When Josh had picked up the tossed aside booklet he noticed a  wispy, blue-jeaned, blouse hanging off one shoulder, bare-foot, swirling mass of red hair, down home Janis Joplin-like female performer belting out some serious blues rock in the heat of the “Generation of ‘68” night. The woman maybe kin to Janis, maybe not, but certainly brethren who looked uncannily like his first ex-wife, Laura, who had taught him many little sex things learned from a trip to India and close attention to the Kama Sutra which he had passed to everybody thereafter including Sarah. And no again don’t take that wistful though about Laura as anything but regret since their civil wars had passed a long time before and beside Laura had not been heard from since the time she went down to Rio and was presumably shacked up with some dope king or diamond king or something probably still earning her keep with those little India tricks.

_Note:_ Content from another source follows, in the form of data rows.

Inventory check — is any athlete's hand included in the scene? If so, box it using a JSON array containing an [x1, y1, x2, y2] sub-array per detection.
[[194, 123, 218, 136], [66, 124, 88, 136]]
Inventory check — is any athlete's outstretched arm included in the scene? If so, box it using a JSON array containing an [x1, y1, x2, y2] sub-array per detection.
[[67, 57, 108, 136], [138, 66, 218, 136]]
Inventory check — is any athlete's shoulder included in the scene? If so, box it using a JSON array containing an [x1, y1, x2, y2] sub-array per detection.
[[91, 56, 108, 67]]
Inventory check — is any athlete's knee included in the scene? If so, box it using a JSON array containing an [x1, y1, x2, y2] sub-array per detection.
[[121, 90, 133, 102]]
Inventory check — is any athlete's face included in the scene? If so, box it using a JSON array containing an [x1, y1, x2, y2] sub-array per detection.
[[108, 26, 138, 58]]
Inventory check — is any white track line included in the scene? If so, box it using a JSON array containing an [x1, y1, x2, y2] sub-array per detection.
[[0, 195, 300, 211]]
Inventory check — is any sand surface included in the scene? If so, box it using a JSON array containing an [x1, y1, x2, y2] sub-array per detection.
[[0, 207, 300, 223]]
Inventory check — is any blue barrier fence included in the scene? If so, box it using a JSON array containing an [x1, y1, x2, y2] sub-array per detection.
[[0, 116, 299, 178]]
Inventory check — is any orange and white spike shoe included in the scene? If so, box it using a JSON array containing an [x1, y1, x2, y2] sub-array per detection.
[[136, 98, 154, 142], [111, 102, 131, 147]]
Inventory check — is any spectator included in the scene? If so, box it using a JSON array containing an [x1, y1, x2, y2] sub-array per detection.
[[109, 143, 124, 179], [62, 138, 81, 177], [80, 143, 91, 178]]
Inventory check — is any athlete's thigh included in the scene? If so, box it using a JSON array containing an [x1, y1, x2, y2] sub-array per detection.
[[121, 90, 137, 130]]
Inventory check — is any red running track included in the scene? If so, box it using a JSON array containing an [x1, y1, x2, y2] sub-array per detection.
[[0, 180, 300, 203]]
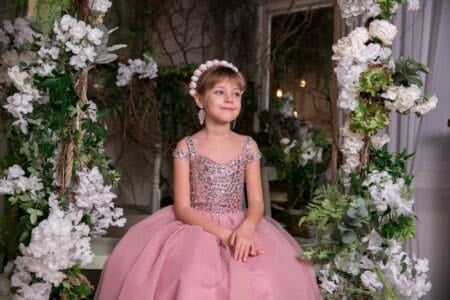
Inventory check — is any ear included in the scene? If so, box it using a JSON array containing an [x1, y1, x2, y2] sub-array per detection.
[[194, 93, 204, 109]]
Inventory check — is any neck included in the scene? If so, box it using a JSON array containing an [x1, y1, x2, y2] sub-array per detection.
[[203, 124, 233, 139]]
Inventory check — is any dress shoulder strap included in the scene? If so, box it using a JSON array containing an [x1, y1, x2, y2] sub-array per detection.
[[185, 135, 197, 157], [244, 135, 262, 162]]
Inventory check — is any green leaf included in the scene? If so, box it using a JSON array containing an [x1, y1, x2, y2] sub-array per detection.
[[342, 230, 357, 244]]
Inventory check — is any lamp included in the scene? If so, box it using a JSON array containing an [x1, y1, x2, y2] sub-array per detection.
[[275, 88, 283, 98]]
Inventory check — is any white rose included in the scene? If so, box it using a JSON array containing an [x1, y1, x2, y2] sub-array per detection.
[[412, 95, 438, 115], [370, 134, 390, 149], [408, 0, 420, 10], [369, 20, 397, 45], [349, 27, 369, 44], [87, 25, 103, 45], [70, 21, 87, 41], [280, 138, 291, 145], [2, 50, 19, 66], [395, 84, 420, 113], [8, 66, 28, 90]]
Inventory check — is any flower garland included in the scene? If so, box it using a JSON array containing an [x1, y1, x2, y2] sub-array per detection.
[[189, 59, 239, 97], [301, 0, 437, 299], [116, 55, 158, 86], [0, 0, 125, 299]]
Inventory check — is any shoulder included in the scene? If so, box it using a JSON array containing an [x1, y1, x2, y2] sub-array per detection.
[[175, 137, 189, 151], [244, 135, 259, 152]]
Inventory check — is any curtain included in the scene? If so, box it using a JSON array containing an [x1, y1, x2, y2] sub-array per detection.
[[388, 0, 450, 300]]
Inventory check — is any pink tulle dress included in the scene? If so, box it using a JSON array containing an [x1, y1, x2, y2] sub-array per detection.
[[95, 137, 321, 300]]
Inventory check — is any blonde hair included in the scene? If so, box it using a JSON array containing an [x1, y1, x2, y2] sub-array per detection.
[[195, 65, 246, 95]]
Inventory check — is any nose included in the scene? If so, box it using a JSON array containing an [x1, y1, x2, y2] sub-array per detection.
[[225, 92, 234, 103]]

Still looking at the tantalizing artwork he thought of the time of our time, passed. Of wistful women belting out songs, band backed-up and boozed-up, probably Southern Comfort if the dough was tight and there had been ginger ale or ice to cut the sweet taste or if it was late and if the package store was short of some good cutting whiskey, but singing, no, better evoking, yes, evoking barrelhouse down-trodden black empresses and queens from somewhere beyond speaking troubled times, a no good man taking up with that no good best girlfriend  of hers who drew a bee-line to him when that empress advertised his charms, no job, no prospect of a job and then having to go toe to toe with that damn rent collector man on that flattened damn mattress that kept springing holes, maybe no roof over a head and walking the streets picking up tricks to pass the time, no pocket dough, no prospects and a ton of busted dreams in some now forgotten barrelhouse, chittlin’ circuit bowling alley complete with barbecued ribs smoking out back or in a down town “colored” theater. Or the echo of that scene, okay. Jesus, maybe he had better kick that dope thing before he actually does start heading to Rio.

*******

Josh Breslin (a. k. a. the Prince of Love, although some merry prankster yellow brick road bus wit made a joke of that moniker calling him the Prince of Lvov, some Podunk town in Poland, or someplace like that, maybe Russia he was not sure of the geography all he knew was that he had made a wag wiggle a little for his indiscretion)  was weary, weary as hell, road- weary, drug-weary, Captain Crunch’s now Big Sur–based magical mystery tour, merry prankster, yellow brick road bus-weary, weary even of hanging out with his “papa,” “Far-Out” Phil Larkin who had gotten him through some pretty rough spots weary. Hell, he was girl-weary too, girl weary ever since his latest girlfriend, Gypsy Lady (nee Phyllis McBride), decided that she just had to go back to her junior year of college at Berkeley in order to finish up some paper on the zodiac signs and their meaning for the new age rising. Yeah, okay Gypsy, do what you have to do, the Prince mused to himself. Chuckled really, term paper stuff was just not his “thing” right then. Hell, he had dropped out of State U, dropped out of Laura Perkin’s life, dropped out of everything to chase the Western arroyo desert ocean washed dream that half his generation was pursuing just then.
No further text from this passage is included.